QuickTake:
Lane County's legal team is preparing to challenge the federal government’s termination of federal grants meant to fund extreme weather shelters. One planned site in West Eugene will move forward as a community center, but whether it can be an emergency shelter remains uncertain.
An emergency shelter in West Eugene would have offered year-round access to people seeking relief from an array of extreme weather, ranging from scorching heat and wildfire smoke to freezing temperatures and ice storms.
To make it happen, the Environmental Protection Agency (EPA) awarded a $20 million grant to Lane County, which would distribute portions of the funding to local organizations, including Bethel School District, to retrofit facilities for community use.
While the nearly 50-year-old Clear Lake Elementary school is closing due to declining enrollment, the building was set to take on a new purpose this summer, in part as a “community resilience hub.” With a signed contract in hand this March, Superintendent Kraig Sproles was preparing to greenlight a list of purchases under the district’s nearly $4 million share — starting with cots, generators, and critical building repairs.
But Sproles, who oversees school and social services in his district, never saw the money. For nearly a month, the funds were frozen until the EPA officially notified Lane County last week the grant was terminated.
“It takes you a little while to get your head around that,” said Sproles, who has spent his 28-year career navigating contracts and had never seen anything like the termination. “To think that the federal government could just decide to not fulfill their terms of the contract was unsettling.”

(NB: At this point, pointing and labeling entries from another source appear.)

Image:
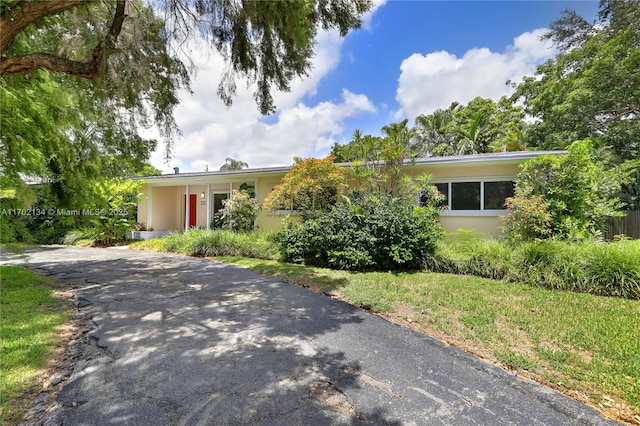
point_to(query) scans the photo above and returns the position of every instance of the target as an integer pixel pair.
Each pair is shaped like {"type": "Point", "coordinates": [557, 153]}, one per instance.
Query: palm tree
{"type": "Point", "coordinates": [231, 164]}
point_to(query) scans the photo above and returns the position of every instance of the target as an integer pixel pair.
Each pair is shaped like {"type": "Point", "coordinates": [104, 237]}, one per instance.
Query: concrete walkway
{"type": "Point", "coordinates": [185, 341]}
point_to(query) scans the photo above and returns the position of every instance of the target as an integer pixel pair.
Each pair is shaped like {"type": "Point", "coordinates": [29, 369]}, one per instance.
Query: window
{"type": "Point", "coordinates": [218, 198]}
{"type": "Point", "coordinates": [495, 194]}
{"type": "Point", "coordinates": [478, 197]}
{"type": "Point", "coordinates": [465, 196]}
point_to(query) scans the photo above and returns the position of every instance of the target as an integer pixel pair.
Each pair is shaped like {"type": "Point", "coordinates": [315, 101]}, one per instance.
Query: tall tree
{"type": "Point", "coordinates": [231, 164]}
{"type": "Point", "coordinates": [104, 69]}
{"type": "Point", "coordinates": [592, 88]}
{"type": "Point", "coordinates": [431, 130]}
{"type": "Point", "coordinates": [481, 126]}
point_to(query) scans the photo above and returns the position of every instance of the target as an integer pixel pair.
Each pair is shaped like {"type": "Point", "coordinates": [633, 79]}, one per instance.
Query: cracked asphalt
{"type": "Point", "coordinates": [174, 340]}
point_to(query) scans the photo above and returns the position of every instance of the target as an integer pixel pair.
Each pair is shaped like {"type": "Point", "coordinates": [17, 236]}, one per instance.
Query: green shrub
{"type": "Point", "coordinates": [611, 269]}
{"type": "Point", "coordinates": [210, 243]}
{"type": "Point", "coordinates": [365, 232]}
{"type": "Point", "coordinates": [528, 217]}
{"type": "Point", "coordinates": [568, 196]}
{"type": "Point", "coordinates": [239, 212]}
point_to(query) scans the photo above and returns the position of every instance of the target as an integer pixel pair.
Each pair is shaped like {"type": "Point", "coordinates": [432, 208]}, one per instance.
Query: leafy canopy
{"type": "Point", "coordinates": [79, 79]}
{"type": "Point", "coordinates": [569, 196]}
{"type": "Point", "coordinates": [311, 184]}
{"type": "Point", "coordinates": [592, 88]}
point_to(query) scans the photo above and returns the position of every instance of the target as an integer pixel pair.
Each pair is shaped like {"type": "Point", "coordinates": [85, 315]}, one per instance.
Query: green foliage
{"type": "Point", "coordinates": [311, 184]}
{"type": "Point", "coordinates": [115, 201]}
{"type": "Point", "coordinates": [30, 319]}
{"type": "Point", "coordinates": [81, 119]}
{"type": "Point", "coordinates": [382, 164]}
{"type": "Point", "coordinates": [239, 212]}
{"type": "Point", "coordinates": [576, 190]}
{"type": "Point", "coordinates": [592, 88]}
{"type": "Point", "coordinates": [528, 217]}
{"type": "Point", "coordinates": [77, 129]}
{"type": "Point", "coordinates": [481, 126]}
{"type": "Point", "coordinates": [206, 242]}
{"type": "Point", "coordinates": [231, 164]}
{"type": "Point", "coordinates": [610, 269]}
{"type": "Point", "coordinates": [12, 227]}
{"type": "Point", "coordinates": [573, 342]}
{"type": "Point", "coordinates": [363, 232]}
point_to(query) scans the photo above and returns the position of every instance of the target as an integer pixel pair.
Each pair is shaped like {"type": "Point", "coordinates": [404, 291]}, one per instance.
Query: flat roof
{"type": "Point", "coordinates": [516, 156]}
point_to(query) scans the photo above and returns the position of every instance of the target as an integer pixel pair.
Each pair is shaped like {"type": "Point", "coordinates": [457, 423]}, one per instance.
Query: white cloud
{"type": "Point", "coordinates": [435, 80]}
{"type": "Point", "coordinates": [213, 132]}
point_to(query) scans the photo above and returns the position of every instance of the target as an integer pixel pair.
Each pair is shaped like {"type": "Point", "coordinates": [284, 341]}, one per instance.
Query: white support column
{"type": "Point", "coordinates": [187, 209]}
{"type": "Point", "coordinates": [208, 200]}
{"type": "Point", "coordinates": [149, 225]}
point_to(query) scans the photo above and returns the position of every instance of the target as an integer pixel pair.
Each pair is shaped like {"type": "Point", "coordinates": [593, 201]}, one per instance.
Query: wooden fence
{"type": "Point", "coordinates": [628, 225]}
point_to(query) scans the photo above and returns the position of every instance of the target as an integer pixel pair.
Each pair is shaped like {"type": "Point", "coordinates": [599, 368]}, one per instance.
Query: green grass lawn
{"type": "Point", "coordinates": [585, 346]}
{"type": "Point", "coordinates": [30, 316]}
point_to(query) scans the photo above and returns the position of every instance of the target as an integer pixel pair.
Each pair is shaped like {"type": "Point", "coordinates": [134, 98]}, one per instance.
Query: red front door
{"type": "Point", "coordinates": [192, 209]}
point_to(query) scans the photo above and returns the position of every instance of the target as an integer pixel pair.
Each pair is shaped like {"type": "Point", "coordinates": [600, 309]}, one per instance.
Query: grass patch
{"type": "Point", "coordinates": [584, 345]}
{"type": "Point", "coordinates": [31, 317]}
{"type": "Point", "coordinates": [209, 243]}
{"type": "Point", "coordinates": [609, 269]}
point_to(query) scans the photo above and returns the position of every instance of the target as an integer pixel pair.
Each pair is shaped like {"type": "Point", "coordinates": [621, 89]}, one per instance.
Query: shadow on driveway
{"type": "Point", "coordinates": [187, 341]}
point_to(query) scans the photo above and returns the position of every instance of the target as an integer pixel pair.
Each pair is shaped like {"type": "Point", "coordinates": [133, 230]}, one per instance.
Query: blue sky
{"type": "Point", "coordinates": [410, 58]}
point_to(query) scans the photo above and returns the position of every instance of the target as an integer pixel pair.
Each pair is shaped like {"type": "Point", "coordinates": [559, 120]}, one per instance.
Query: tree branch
{"type": "Point", "coordinates": [25, 13]}
{"type": "Point", "coordinates": [89, 69]}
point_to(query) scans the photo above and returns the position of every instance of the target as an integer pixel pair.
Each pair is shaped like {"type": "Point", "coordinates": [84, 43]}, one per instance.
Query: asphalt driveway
{"type": "Point", "coordinates": [175, 340]}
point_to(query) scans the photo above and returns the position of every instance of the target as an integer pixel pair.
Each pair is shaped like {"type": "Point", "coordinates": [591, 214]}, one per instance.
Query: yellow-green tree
{"type": "Point", "coordinates": [311, 184]}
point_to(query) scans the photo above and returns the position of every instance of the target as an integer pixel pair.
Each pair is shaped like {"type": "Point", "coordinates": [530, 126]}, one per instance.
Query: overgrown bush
{"type": "Point", "coordinates": [609, 269]}
{"type": "Point", "coordinates": [364, 232]}
{"type": "Point", "coordinates": [577, 192]}
{"type": "Point", "coordinates": [239, 212]}
{"type": "Point", "coordinates": [528, 217]}
{"type": "Point", "coordinates": [208, 242]}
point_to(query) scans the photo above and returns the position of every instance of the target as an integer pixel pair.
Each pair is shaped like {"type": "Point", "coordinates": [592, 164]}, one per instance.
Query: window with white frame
{"type": "Point", "coordinates": [475, 197]}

Named the Lane Transformation for Resiliency through Equity and Engagement (TREE) Network, the project used language that has reportedly been flagged and targeted under the Trump administration. Leadership across Lane County emphasized the project was a matter of emergency preparedness, not progressive environmental policy.
“I think what we’re seeing with the federal government right now is disinvestments in the foundations of what builds a community,” Sproles said. “This [money] is just for folks to be able to exist in the environment that we’ve created.”

‘Trickle-down effects’ of cuts
Lane County’s Climate Action Plan outlines a range of growing climate threats — flooding, winter storms, and extreme heat among them. But on the horizon this summer is wildfires and their smoke.
With Oregon bracing for an aggressive fire season, the Willamette Valley could soon face days shrouded in haze. Smoke has already pushed Lane County’s air quality to among the worst in the nation, recently ranking fourth in an American Lung Association list. For vulnerable groups — children, seniors, and people with asthma — staying indoors is the safest option. But many homes aren’t equipped to keep the smoke out.
That’s why Jocelyn Warren, Lane County’s Public Health division manager, saw these weather shelters, which earned the name “community resilience hubs,” as a way to reduce exposure, prevent emergency room visits, and limit long-term health effects.

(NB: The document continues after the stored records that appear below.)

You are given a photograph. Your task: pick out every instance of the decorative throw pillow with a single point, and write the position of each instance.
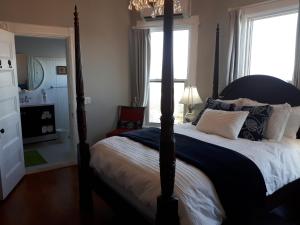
(237, 102)
(130, 124)
(278, 120)
(293, 124)
(216, 105)
(223, 123)
(256, 121)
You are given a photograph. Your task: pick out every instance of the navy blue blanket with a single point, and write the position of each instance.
(238, 181)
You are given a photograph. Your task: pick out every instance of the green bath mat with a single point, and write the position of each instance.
(33, 158)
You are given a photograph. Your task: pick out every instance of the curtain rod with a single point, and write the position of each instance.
(253, 5)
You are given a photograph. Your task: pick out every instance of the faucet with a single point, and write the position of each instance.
(27, 99)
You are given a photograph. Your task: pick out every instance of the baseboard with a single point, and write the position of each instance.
(50, 167)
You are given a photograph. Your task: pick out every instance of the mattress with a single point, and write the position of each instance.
(132, 169)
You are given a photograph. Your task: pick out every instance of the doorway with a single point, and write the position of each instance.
(46, 80)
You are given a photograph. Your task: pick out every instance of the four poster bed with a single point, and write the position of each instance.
(128, 172)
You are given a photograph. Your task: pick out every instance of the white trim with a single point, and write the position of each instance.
(258, 11)
(46, 167)
(192, 24)
(270, 8)
(67, 33)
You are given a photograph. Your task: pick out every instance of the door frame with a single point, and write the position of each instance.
(66, 33)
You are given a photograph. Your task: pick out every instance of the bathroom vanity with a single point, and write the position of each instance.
(38, 123)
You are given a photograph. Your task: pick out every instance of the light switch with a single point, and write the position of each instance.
(87, 100)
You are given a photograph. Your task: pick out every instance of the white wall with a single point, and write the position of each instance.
(104, 39)
(56, 90)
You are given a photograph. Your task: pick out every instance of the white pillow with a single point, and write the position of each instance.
(277, 123)
(223, 123)
(295, 143)
(293, 124)
(237, 102)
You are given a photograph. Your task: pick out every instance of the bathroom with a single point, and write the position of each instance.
(44, 103)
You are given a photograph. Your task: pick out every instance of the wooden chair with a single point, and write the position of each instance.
(130, 118)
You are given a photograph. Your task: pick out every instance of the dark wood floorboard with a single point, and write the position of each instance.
(51, 198)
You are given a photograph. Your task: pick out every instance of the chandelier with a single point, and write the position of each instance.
(157, 6)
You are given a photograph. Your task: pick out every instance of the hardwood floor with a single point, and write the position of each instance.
(51, 198)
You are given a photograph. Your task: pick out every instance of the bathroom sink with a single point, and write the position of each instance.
(34, 105)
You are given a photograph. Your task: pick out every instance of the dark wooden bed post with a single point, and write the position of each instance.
(215, 94)
(167, 204)
(83, 148)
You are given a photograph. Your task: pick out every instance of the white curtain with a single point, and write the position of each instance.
(139, 44)
(297, 58)
(234, 60)
(31, 74)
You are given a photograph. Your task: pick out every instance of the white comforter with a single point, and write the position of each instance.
(133, 170)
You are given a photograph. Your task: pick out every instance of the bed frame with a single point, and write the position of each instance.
(260, 88)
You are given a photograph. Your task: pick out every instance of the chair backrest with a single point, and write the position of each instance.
(131, 117)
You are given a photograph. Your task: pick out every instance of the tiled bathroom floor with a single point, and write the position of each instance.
(56, 153)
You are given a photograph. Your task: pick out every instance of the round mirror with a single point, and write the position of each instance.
(35, 74)
(30, 72)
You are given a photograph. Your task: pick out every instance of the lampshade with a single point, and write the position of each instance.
(190, 96)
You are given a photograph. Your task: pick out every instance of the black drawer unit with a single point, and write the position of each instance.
(38, 123)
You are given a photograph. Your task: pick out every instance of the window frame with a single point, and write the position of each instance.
(257, 12)
(192, 25)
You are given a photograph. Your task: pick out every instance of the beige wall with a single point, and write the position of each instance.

Warren spoke at a City Club panel Friday alongside top doctors in the region, emphasizing disaster preparedness as a pathway to improving public health at the local level. She’s concerned about what other funding may be at risk in her department, but like many, she’s working with little information and high stakes.
“Those trickle-down effects of some of the changes at the federal level are really not clear yet at the local level,” Warren said. ” It’s very difficult to say what the impact will be. We are certainly nervous.”
The resilience hubs would have offered opportunities on many levels across the county, Warren said. All were planned in existing schools or community centers, with local contracts for upgrades, supporting businesses from Florence to Oakridge.
What’s next for Clear Lake Elementary?
Lane County administrators requested two rounds of review from the EPA after the funds were first suspended in April. Now, the county’s legal team is preparing a formal dispute to the termination, which it plans to file by the end of next week.

In the meantime, Sproles is moving forward with what’s possible at the former elementary school, beginning with a community center.
In the coming months, the site will host child care programs through the Boys and Girls Club and Preschool Promise. Eventually, Sproles hopes it can become a place for the community to gather, even if just over a cup of coffee.
But without additional funding, the district doesn’t have the resources to turn it into an official shelter — something that would require bathrooms compliant with the Americans with Disabilities Act, which the mid-century building lacks, Sproles said.

“Without the funding, it looks a lot more like an older elementary school than like a community center,” Sproles said.
Sproles, along with the neighborhood association Active Bethel Community, has been planning the community center since February 2025 — about a year after the announcement that Clear Lake Elementary would close. While they have lost a significant investment, they haven’t lost sight of the purpose: creating space where neighbors can support each other in a changing climate.
“That didn’t strip away the vision for the way we’re going to support each other,” he said. “It may not be everything that we thought it could have been with the grant, but the need for us, especially right now, is to create neighbor-to-neighbor connections that we are going to take care of each other when we have environmental emergencies.”